Cookies help us deliver our Services. By using our Services, you agree to our use of cookies. Learn More.

Amber Midthunder Reveals The Real-World Origins Of The Sign Language Seen In Prey - Exclusive

Sci-fi horror, by its very nature, is an often futuristic subgenre with otherworldly threats. As a consequence, "authenticity" isn't usually listed among the subgenre's many virtues. "Prey," the newest film in the "Predator" franchise, is quite the contrary on that score. Taking place 300 years ago when a Yautja lands in Comanche territory, the movie is deeply committed to authenticity in every aspect, from the training to the language — there's a full dub in the Comanche language, and the original plan was to record it entirely in that language — to the details of the portrayed tribe. 

In an exclusive interview with star Amber Midthunder, she revealed that the authenticity of "Prey" extends not only to those aspects, but also even to another linguistic aspect of Comanche culture you may not expect. That sign language used in the movie? It's based on real Comanche sign language, used as part of the filmmakers' efforts to capture as much detail as possible in the world of "Prey."

Getting every aspect of the language right was important

When asked about the various training she had to undergo to capture traditional Comanche forms of combat, Amber Midthunder explained, "We had a four-week boot camp that we did in Calgary before we started shooting. Weapons training was a huge part of it, and we worked with a stunt team, and we worked with a personal trainer and all that kind of stuff."

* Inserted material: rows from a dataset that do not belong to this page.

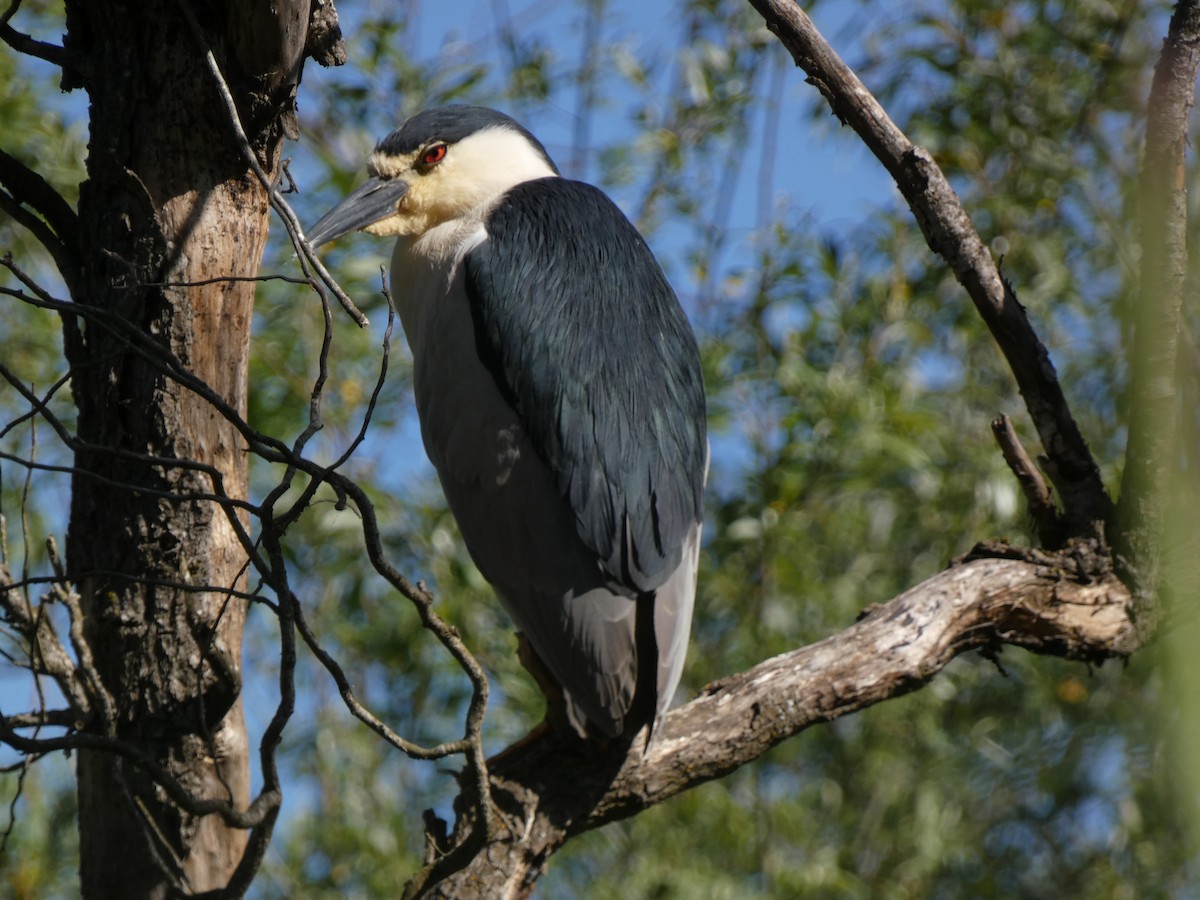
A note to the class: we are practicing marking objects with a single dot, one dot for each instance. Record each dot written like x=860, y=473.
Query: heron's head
x=439, y=166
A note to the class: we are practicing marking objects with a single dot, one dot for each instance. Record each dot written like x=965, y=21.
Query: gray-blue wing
x=588, y=343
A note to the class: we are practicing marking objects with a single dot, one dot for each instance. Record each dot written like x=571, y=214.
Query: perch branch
x=547, y=791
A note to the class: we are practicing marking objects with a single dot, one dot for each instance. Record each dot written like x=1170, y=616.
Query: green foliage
x=851, y=389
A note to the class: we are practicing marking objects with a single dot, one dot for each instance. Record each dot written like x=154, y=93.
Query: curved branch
x=951, y=234
x=1153, y=413
x=549, y=791
x=58, y=232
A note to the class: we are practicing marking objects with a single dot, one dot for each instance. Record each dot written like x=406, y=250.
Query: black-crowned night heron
x=559, y=393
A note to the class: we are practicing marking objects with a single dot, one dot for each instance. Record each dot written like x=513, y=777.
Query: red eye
x=433, y=155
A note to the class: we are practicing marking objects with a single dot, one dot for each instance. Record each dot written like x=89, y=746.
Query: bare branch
x=31, y=47
x=1033, y=485
x=291, y=222
x=1062, y=605
x=1153, y=413
x=951, y=234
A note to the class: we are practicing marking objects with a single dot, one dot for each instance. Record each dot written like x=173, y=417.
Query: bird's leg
x=557, y=718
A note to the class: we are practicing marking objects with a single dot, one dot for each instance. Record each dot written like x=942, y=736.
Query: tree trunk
x=169, y=199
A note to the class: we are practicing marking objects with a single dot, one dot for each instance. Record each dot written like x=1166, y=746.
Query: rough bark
x=951, y=234
x=1152, y=450
x=549, y=790
x=169, y=199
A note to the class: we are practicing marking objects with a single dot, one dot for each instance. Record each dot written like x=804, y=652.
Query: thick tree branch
x=952, y=235
x=549, y=790
x=1153, y=408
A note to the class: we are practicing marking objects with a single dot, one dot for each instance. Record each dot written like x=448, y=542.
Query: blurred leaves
x=851, y=388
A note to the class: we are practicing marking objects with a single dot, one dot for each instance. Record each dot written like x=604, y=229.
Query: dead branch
x=1153, y=412
x=550, y=790
x=951, y=234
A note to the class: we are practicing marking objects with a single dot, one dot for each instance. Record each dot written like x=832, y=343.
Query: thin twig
x=952, y=235
x=1033, y=485
x=291, y=222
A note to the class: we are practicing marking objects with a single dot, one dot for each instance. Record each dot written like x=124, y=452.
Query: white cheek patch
x=387, y=166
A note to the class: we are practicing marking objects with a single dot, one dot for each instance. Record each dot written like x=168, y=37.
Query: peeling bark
x=551, y=789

It was a full-tilt, comprehensive boot camp that even saw co-star Dakota Beavers get extensive time horseback riding. At the same time, accurate cultural portrayal was just as important to director Dan Trachtenberg and producer Jhane Myers. The language component was particularly important to Myers, because as she told us, "This is the first time that there's ever been a film completely in the Comanche language."

The Comanche people utilized non-verbal sign language as well, so capturing that was an important aspect of being truly accurate. Of course, that's something the filmmaking team incorporated. As Midthunder shared: "[We also] developed a sign language that you see some of in the movie that was based off of real Comanche sign language, so [we] built on the world and the characters as much as possible before we started shooting."

It's a tremendous layer of detail to add to the film that makes it feel that much more rich and true to the society it portrays. 

"Prey" is now available on Hulu.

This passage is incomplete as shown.